スリップノット初見参、Wackenの最も長い日! WOA2022レポート DAY 2 – Young Guitar

この日も朝から晴れ。雲が多めなので、昨日よりちょっとは暑さが和らぐだろうか? 少なくとも、昨晩はかなり冷え込んだ。明け方には8℃ぐらいまで下がったとか。いや…確かに──何時だったか憶えていないが、寒くて目が覚めて、キャリー・バッグから防寒用のアルミ・シートを引っ張り出したんだった。
ところが、朝8時に起きると、もう日差しがかなり強く、雲の隙間から太陽が顔を覗かせると、ジリジリと暑いぐらい。結局はまた猛暑モードになりそうな予感が…。天気予報では、最高気温21℃とのことだが、きっと体感的にはもっともっと暑いハズ。

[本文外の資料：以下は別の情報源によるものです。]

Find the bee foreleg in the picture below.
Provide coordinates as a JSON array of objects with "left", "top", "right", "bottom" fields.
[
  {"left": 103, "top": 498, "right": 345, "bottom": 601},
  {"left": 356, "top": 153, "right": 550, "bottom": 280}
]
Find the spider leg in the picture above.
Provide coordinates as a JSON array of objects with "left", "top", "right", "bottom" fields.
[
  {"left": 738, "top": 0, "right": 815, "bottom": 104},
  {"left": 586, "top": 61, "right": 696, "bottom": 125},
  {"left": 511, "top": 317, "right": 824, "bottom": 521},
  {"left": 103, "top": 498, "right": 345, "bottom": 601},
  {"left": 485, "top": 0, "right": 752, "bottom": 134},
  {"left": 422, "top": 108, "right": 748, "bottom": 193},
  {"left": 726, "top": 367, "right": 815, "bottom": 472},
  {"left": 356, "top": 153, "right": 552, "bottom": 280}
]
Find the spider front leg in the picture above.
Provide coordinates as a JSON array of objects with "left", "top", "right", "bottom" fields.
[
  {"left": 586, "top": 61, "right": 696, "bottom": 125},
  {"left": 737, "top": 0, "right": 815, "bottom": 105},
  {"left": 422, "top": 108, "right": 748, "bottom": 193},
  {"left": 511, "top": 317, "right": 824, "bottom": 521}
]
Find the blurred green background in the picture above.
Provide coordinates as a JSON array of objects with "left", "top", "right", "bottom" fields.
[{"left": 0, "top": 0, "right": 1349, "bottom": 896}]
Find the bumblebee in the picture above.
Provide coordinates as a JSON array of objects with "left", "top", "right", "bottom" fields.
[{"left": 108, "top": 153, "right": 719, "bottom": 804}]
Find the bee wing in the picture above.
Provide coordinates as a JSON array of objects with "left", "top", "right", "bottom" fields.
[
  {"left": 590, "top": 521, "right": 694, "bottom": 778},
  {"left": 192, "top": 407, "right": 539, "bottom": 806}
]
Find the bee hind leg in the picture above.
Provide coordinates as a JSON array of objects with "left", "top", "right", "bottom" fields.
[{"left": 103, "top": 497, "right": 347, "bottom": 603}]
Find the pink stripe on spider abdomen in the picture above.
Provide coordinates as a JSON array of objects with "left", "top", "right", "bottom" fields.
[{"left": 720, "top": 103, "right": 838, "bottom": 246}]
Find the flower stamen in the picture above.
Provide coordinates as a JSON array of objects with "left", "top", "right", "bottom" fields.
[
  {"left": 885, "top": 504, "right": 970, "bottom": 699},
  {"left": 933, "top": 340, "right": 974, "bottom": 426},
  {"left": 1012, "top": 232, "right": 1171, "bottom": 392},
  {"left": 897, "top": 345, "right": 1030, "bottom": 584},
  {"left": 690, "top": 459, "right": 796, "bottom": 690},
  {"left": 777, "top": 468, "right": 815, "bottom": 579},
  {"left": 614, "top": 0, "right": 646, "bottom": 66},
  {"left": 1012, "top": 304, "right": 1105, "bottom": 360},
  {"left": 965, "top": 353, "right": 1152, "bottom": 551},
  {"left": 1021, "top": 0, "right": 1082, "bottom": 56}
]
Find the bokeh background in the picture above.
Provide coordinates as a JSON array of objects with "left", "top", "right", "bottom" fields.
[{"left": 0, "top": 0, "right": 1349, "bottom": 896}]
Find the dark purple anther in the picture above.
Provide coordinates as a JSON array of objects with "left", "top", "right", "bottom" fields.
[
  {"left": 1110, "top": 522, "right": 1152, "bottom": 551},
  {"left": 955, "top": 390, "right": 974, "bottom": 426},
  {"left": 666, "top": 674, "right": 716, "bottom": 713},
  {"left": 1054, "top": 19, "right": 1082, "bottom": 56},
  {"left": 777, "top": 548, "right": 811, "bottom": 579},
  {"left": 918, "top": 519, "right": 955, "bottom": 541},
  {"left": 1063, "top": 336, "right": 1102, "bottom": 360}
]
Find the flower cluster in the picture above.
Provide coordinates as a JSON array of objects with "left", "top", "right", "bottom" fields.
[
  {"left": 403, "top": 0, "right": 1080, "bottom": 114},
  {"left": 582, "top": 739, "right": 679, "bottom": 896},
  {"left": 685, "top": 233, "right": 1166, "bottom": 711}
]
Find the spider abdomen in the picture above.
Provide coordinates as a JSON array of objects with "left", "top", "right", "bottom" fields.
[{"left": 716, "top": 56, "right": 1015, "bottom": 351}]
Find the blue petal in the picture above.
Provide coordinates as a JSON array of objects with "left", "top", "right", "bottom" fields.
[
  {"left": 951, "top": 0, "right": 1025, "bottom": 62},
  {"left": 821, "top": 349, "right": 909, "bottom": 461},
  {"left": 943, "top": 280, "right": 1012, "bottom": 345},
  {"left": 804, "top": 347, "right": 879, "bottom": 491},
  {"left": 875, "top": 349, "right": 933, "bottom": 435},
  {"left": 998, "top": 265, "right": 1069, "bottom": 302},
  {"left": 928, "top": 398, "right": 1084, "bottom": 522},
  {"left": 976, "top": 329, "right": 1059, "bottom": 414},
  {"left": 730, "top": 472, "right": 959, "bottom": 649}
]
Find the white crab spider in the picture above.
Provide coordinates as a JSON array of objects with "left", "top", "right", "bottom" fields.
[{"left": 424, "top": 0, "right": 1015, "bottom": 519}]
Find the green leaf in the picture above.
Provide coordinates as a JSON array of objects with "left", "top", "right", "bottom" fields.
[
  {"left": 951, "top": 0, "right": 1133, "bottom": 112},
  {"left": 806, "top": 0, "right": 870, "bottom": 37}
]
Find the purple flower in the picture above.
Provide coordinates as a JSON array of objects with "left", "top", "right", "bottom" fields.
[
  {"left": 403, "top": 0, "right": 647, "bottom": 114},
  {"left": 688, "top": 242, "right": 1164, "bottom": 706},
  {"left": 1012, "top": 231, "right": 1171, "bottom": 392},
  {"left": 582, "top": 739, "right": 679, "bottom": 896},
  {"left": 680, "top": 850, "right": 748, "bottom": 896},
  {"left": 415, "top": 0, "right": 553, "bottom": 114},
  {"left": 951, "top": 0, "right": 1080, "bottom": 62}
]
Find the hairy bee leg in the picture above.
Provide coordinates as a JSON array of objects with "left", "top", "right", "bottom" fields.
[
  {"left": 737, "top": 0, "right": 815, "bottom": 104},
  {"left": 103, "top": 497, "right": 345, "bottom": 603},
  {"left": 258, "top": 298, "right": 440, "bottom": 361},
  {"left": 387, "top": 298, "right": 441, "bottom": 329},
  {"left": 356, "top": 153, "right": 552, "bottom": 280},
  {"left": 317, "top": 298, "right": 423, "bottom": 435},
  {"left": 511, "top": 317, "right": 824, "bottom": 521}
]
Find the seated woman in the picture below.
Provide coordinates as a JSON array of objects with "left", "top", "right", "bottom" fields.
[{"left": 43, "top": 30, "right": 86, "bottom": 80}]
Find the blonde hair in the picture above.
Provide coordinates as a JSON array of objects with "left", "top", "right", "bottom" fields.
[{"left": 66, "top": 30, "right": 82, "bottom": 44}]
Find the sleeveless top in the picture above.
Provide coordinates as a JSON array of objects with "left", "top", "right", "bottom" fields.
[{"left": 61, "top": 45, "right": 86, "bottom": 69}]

それでも、雨よりはずっとマシだが。いや──これだけ暑いと、大雨にならない程度に軽く降ってくれた方が助かる。午後に降雨アリという予報もあるから、ザーザー降りにはならないことを祈りつつ、ちょっと期待しておこう。
ところで、今年初めてWOAでは完全キャッシュレス化が採用された。チケットと引き換えるリストバンドにチップが内蔵されていて、そこに随時チャージして支払いする…というシステムだ。チャージはオンラインでも出来るし、会場のあちこちにチャージ・マシーンが設置されていて、そこではカードでも現金でも入金可能。それにより、ドリンク・スタンドでも、フード・ブースでも、Tシャツ&グッズ売り場でも、支払いがよりスムースになって行列緩和にひと役買っていた。WOA22 屋台コーナーWOA22 フード・エリアあと今年は、世界中から集まってくるヴァッケナー達の生命線とも言える(?)ビールにも変化が。これまでWOA会場でビールといえば、ずっとブレーメンのピルスナー:ベックスだったのだが、今年はノルトライン=ヴェストファーレン州の人気ピルスナー:クロンバッハーがオフィシャル・ビールとなっていた。毎日暑いから、きっとその消費量は凄かったろう。ただ、世界的物価高の影響により、メタル・フェスにも値上げの波が押し寄せ、Tシャツの値段が軒並み数割増しになっていて(フェスのオフィシャルTシャツは25ユーロ。バンTは安くて20ユーロ、バンドによっては35ユーロとか40ユーロも)、ビールは1杯4ユーロから4.5ユーロになり、水もコーラも同じ価格で、円安なのもあり、ちょっとお高めな印象に…。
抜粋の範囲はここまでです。